Despite progress, there are still approximately 975 minefields in Angola, 192 of which are located along the strategic Lobito Corridor.

This is not the first time that Prince Harry of the United Kingdom has visited Angola.

In 2019, the Duke of Sussex visited the former landmine field in Huambo, visited 22 years ago by his mother, Diana of Wales.

In 2013, Harry visited the country and expressed anger at some countries' failures in demining operations in Africa.

On Tuesday, the President of the Republic, João Lourenço, received the Duke of Sussex to reinforce the HALO Trust's demining efforts, to whom he expressed his intention to fund operations for another three years.

The announcement was made by the organization's executive director, James Cowan, who communicated Angola's new commitment to fund operations for another three years.

In June, Angola announced that it will request in December, for the third time, for an extension of the deadline for eliminating antipersonnel mines, as required by Article 5 of the Ottawa Convention, for another five years.

The director-general of the National Mine Action Agency, Brigadier Leonardo Sapalo, noted that the provinces of Luanda, Icolo and Bengo, Benguela, Huambo, Zaire, Namibe, Cuanza Norte, Uíge, and Malanje have reduced contamination and are close to being declared mine-free.
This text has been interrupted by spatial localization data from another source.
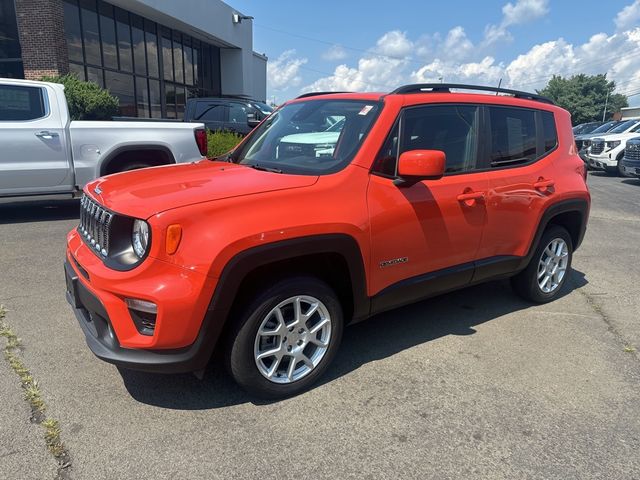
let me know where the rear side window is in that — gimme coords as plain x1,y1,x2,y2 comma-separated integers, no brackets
489,107,537,167
542,111,557,152
194,102,224,122
0,85,46,121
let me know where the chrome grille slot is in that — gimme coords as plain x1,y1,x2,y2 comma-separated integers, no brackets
626,142,640,161
78,194,113,257
590,140,604,155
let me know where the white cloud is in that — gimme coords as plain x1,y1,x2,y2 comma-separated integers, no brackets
502,0,549,27
267,50,307,91
615,0,640,31
299,1,640,106
322,45,348,61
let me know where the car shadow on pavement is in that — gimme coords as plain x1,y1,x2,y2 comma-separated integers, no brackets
0,199,79,224
621,178,640,186
120,269,588,410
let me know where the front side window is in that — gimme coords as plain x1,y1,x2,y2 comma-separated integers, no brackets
228,103,248,124
231,99,381,175
0,85,46,121
373,104,480,176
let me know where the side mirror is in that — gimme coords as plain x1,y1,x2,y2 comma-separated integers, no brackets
247,113,261,128
394,150,446,187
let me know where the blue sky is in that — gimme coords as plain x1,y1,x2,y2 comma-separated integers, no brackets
231,0,640,106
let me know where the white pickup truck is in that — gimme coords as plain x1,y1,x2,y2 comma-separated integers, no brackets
0,78,207,200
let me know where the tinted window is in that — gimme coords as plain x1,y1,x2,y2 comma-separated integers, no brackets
131,16,146,76
542,111,558,152
145,21,159,78
99,3,117,70
373,122,399,177
105,71,134,116
0,0,21,59
194,103,224,122
401,105,480,173
115,8,132,72
149,79,161,118
63,1,83,63
489,107,537,166
80,0,100,65
0,85,46,121
229,103,248,124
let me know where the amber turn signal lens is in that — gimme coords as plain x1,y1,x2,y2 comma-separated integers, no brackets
165,224,182,255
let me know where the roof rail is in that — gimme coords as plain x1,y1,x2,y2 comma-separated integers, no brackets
296,91,351,99
390,83,554,105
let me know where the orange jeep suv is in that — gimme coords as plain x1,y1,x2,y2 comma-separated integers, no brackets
64,84,590,398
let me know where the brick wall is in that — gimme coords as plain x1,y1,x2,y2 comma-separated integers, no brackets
15,0,69,79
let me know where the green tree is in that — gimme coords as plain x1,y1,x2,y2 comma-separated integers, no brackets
537,74,628,125
40,73,119,120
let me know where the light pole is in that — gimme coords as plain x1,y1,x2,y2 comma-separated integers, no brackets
602,88,611,122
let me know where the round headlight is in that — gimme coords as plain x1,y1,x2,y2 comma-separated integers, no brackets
132,219,150,258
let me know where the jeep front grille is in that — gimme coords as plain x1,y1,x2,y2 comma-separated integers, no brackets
590,140,604,155
625,142,640,161
78,194,114,257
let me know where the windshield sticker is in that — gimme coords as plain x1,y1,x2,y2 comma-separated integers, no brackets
358,105,374,116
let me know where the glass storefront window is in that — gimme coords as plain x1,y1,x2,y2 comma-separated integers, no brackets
135,76,149,118
149,79,161,118
145,20,159,78
161,34,173,82
63,1,83,63
0,0,21,59
131,15,146,76
99,3,117,70
80,0,101,66
69,62,86,81
63,0,221,118
105,70,135,116
115,8,132,72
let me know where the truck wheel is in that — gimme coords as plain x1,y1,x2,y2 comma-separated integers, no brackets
511,225,573,303
226,277,343,399
119,162,153,172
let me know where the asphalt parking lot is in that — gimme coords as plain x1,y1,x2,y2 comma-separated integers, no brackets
1,172,639,480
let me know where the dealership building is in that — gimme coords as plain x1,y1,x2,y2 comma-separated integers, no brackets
0,0,267,118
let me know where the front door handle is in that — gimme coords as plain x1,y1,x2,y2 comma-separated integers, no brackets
457,189,485,207
35,131,59,139
533,178,555,192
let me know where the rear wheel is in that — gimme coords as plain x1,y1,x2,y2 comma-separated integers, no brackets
511,225,573,303
226,277,343,399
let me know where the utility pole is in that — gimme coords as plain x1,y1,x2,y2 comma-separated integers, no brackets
602,88,610,122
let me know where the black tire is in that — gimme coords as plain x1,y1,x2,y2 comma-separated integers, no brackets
605,165,618,176
226,276,344,399
511,225,573,303
119,162,153,172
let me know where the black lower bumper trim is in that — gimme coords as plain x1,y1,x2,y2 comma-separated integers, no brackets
64,259,210,374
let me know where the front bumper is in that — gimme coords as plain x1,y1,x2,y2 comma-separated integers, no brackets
621,158,640,177
65,229,221,373
65,259,212,373
587,147,624,170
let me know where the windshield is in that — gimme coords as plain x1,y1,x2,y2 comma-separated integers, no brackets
253,101,274,116
591,121,620,133
608,120,638,134
231,99,382,175
575,123,601,134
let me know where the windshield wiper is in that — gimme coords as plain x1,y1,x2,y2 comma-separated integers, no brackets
246,164,283,174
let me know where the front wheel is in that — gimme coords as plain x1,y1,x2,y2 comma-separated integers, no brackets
511,225,573,303
226,277,343,399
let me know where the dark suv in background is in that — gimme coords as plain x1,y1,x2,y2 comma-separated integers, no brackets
184,97,274,135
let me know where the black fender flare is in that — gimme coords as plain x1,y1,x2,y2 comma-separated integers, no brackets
190,234,370,369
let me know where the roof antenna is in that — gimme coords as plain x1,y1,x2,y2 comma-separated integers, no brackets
496,78,502,95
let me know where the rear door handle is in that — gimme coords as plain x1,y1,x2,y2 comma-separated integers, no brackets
457,190,485,206
35,131,59,139
533,178,555,191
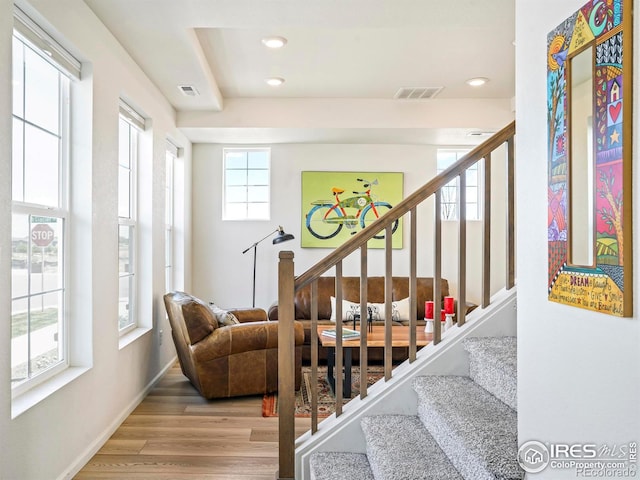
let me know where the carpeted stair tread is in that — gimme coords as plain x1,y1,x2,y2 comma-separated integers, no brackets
310,452,375,480
463,336,517,410
413,375,523,480
361,414,463,479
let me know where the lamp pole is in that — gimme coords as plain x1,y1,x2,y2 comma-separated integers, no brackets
242,227,294,308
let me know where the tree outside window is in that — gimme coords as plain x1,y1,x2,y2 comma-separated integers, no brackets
437,149,482,221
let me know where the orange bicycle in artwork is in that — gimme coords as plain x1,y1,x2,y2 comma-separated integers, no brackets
305,178,399,240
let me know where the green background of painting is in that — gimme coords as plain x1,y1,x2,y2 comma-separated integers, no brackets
300,171,404,248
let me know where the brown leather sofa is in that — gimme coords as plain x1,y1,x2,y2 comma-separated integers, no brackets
268,276,464,364
164,291,304,399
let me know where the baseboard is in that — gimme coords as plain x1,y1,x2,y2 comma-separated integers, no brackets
58,355,178,480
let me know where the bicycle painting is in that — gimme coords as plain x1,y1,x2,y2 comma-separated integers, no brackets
300,171,403,248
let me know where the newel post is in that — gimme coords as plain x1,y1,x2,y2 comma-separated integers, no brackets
277,251,295,480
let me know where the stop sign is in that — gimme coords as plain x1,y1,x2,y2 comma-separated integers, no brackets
31,223,55,247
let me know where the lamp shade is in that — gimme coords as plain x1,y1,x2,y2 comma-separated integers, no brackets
273,226,294,245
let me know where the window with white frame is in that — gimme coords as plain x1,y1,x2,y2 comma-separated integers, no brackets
165,142,176,292
11,15,78,392
437,149,482,221
118,103,143,334
223,148,270,220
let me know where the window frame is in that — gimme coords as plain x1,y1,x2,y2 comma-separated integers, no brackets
10,31,72,396
436,148,483,221
117,110,140,336
165,142,176,293
222,147,271,221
João Lourenço wants the country to be mine-free by 2027 and announced in October that 240 million dollars will be invested in the demining program over the next two years.

On Tuesday, the Ukrainian Parliament approved the country's withdrawal from the Ottawa Convention, following in the footsteps of Poland, Finland, and the Baltic states, in the face of the threat from Russia, which is not a party to the antipersonnel mine treaty.